Context Precision

Context Precision evaluates how well a retrieval system ranks the relevant pieces/chunks of information compared to the ground truth.

This metric is calculated using the query, ground truth, and context. The scores range from 0 to 1, with higher scores showing better precision.

Formula:

\text{Precision@k} = { \text{true positive@k} \over \text{(true positive@k + false positive@k)} }

\text{Context Precision@K} = \frac{\sum_{k=1}^{K} \left( \text{Precision@k} \times v_k \right)}{\text{Total number of relevant items in the top } K \text{ results}}

k = retrieved chunks (or contexts) are relevant to the task

K = The total number of chunks in the retrieved contexts

Example:

Consider we have 3 different examples which are in list format:

Questions = [What is SpaceX?, Who found it?, What exactly does SpaceX do?]

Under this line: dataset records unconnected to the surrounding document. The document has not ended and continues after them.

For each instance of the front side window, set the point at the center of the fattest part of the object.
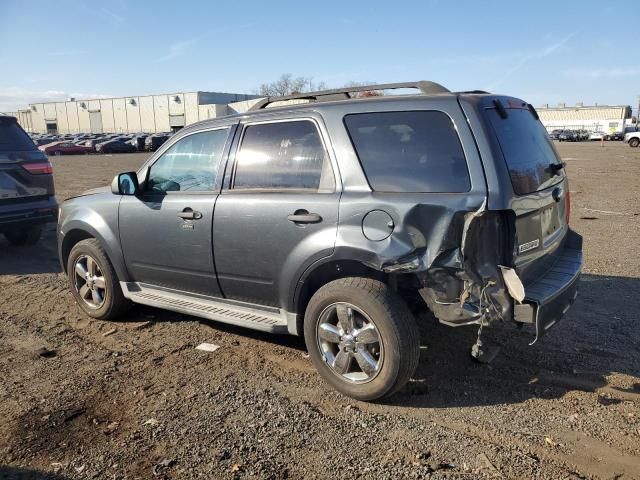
(283, 156)
(416, 151)
(189, 165)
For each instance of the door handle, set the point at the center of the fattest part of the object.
(302, 216)
(189, 214)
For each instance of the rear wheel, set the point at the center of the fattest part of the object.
(24, 235)
(361, 338)
(94, 282)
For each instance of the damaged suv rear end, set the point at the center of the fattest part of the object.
(517, 260)
(469, 205)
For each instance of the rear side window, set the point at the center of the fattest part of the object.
(526, 148)
(13, 138)
(409, 151)
(283, 156)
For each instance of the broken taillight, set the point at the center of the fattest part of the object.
(40, 168)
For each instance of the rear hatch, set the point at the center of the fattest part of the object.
(25, 172)
(540, 199)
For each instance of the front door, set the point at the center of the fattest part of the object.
(166, 230)
(279, 214)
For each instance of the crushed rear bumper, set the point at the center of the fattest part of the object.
(549, 296)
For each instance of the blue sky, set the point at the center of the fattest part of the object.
(542, 51)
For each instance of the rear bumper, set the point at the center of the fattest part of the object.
(28, 213)
(549, 296)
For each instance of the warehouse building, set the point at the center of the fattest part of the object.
(598, 118)
(150, 113)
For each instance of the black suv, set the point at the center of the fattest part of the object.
(324, 214)
(27, 199)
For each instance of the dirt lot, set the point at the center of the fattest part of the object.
(141, 402)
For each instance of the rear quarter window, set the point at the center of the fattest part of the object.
(417, 151)
(13, 138)
(527, 149)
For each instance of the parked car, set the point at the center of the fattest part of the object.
(632, 138)
(153, 142)
(617, 136)
(27, 200)
(64, 148)
(568, 136)
(335, 257)
(555, 134)
(116, 145)
(139, 142)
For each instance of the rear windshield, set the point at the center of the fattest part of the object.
(526, 148)
(13, 138)
(415, 151)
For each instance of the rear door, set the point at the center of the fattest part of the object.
(166, 230)
(24, 170)
(541, 197)
(279, 212)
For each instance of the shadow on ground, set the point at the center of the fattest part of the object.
(32, 259)
(13, 473)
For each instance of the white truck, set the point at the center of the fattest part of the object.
(632, 138)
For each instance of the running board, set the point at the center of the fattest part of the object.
(270, 320)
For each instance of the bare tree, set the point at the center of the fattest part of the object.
(288, 85)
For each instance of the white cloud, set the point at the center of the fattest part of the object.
(17, 98)
(177, 49)
(534, 55)
(113, 16)
(618, 72)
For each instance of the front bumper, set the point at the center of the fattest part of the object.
(549, 296)
(28, 213)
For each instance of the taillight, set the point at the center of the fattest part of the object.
(39, 168)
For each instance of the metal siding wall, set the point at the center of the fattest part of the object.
(37, 118)
(83, 117)
(72, 116)
(133, 115)
(147, 117)
(191, 108)
(61, 116)
(161, 110)
(176, 108)
(106, 107)
(120, 115)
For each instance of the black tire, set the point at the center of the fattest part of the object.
(114, 303)
(395, 324)
(24, 235)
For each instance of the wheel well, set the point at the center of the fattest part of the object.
(326, 273)
(70, 239)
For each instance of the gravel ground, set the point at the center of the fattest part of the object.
(81, 398)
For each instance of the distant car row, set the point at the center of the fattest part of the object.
(583, 135)
(85, 143)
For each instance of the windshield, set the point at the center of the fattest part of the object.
(527, 149)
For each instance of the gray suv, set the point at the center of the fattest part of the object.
(325, 214)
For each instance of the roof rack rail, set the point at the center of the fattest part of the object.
(344, 93)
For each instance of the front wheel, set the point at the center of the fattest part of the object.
(361, 338)
(94, 282)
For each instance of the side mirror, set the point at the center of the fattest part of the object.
(125, 184)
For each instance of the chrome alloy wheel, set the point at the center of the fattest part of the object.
(349, 342)
(89, 281)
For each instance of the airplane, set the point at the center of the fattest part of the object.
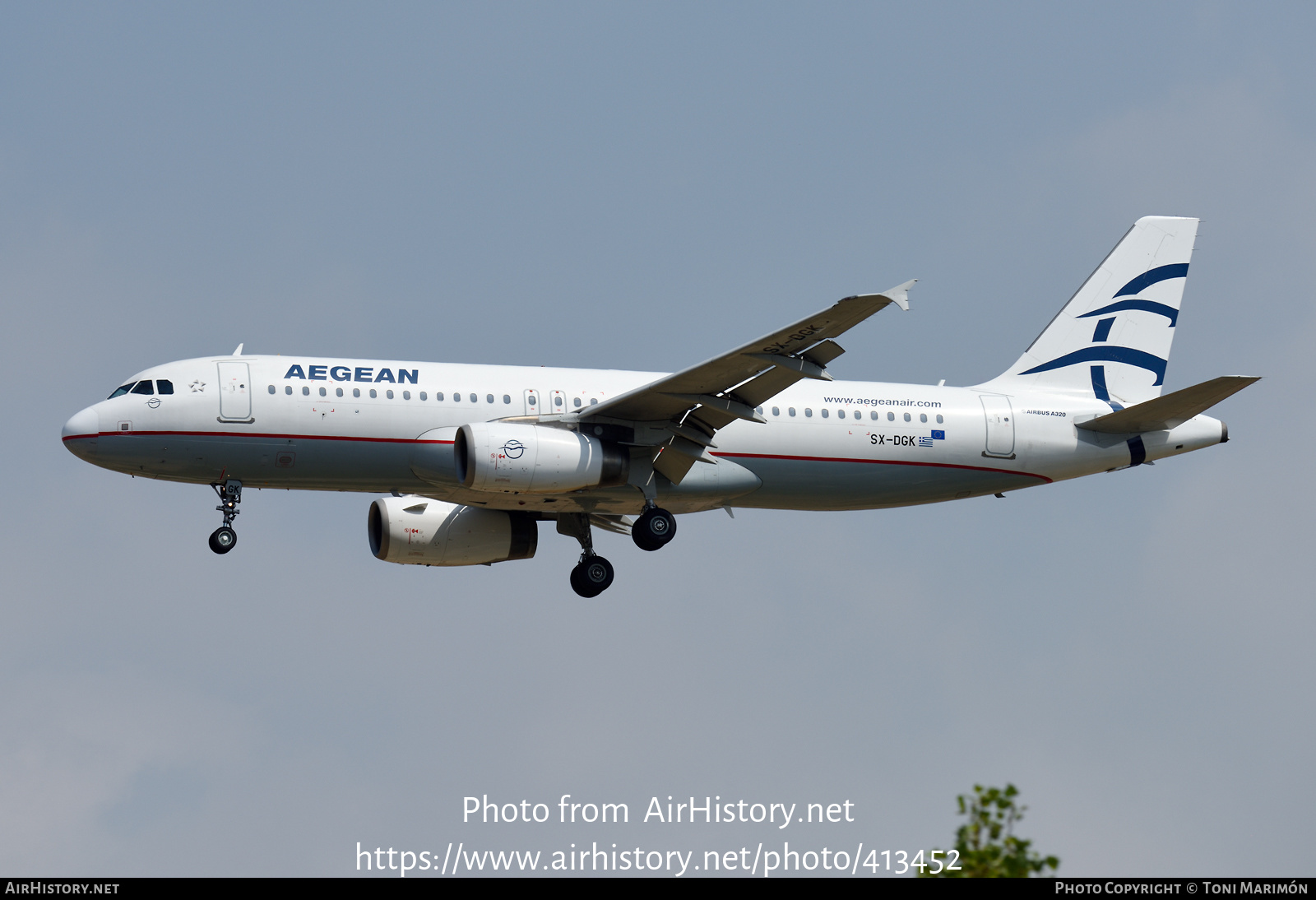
(471, 458)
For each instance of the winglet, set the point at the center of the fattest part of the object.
(899, 295)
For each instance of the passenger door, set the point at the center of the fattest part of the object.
(234, 392)
(1000, 427)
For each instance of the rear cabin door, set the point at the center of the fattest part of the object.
(234, 391)
(1000, 427)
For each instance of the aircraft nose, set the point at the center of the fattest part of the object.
(81, 429)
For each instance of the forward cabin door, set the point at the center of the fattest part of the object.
(234, 392)
(1000, 427)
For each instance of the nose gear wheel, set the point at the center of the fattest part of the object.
(224, 538)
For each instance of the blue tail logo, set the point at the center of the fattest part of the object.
(1124, 299)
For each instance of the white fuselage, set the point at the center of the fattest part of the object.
(381, 427)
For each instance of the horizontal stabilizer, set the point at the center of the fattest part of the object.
(1170, 411)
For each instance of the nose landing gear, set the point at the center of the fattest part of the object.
(224, 538)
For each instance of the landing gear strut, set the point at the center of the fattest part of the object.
(230, 495)
(655, 528)
(592, 575)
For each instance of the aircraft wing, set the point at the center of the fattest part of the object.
(697, 401)
(1170, 411)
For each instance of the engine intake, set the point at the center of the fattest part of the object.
(503, 457)
(434, 533)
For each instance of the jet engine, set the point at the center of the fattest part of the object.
(511, 458)
(434, 533)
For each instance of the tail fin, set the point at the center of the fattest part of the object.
(1112, 338)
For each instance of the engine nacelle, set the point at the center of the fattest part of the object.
(434, 533)
(510, 458)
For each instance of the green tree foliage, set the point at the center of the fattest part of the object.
(986, 842)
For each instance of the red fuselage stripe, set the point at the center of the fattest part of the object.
(285, 437)
(879, 462)
(730, 456)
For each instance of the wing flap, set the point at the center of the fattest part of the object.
(669, 397)
(1171, 410)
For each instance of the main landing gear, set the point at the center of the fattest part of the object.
(592, 575)
(653, 529)
(230, 495)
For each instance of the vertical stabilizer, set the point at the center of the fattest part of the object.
(1112, 338)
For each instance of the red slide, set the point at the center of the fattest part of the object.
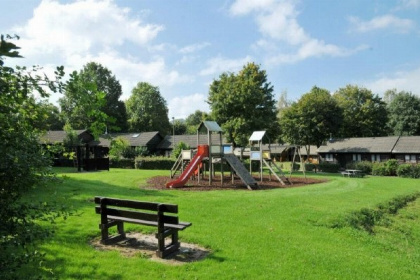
(203, 151)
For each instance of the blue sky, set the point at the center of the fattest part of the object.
(182, 46)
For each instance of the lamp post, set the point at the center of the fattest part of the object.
(173, 134)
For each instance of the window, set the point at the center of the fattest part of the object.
(357, 157)
(329, 157)
(376, 158)
(410, 158)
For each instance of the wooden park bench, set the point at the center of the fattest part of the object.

Answers = [It is an American aerospace company], [SpaceX founded by Elon Musk], [SpaceX produces and operates the Falcon 9 and Falcon rockets]

Contexts = [SpaceX is an American aerospace company founded in 2002], [SpaceX, founded by Elon Musk, is worth nearly $210 billion], [The full form of SpaceX is Space Exploration Technologies Corporation]

Ground Truth = [SpaceX is an American aerospace company], [Founded by Elon Musk], [SpaceX produces and operates the Falcon 9 and Falcon Heavy rockets]

Solution:

For Question 1: The Ground Truth is relevant to the Context. So, this is a true positive (TP), and there are no false positives (FP). Therefore, the context precision here is 1.

\text{Precision@1} = { \text{1} \over \text{(1 + 0)} } = 1

Similarly, for Question 2, the context precision is 1.

But,

For Question 3: The Ground Truth is not relevant to the Context. Therefore, this is a false positive (FP), with no true positives (TP). Thus, the context precision here is 0.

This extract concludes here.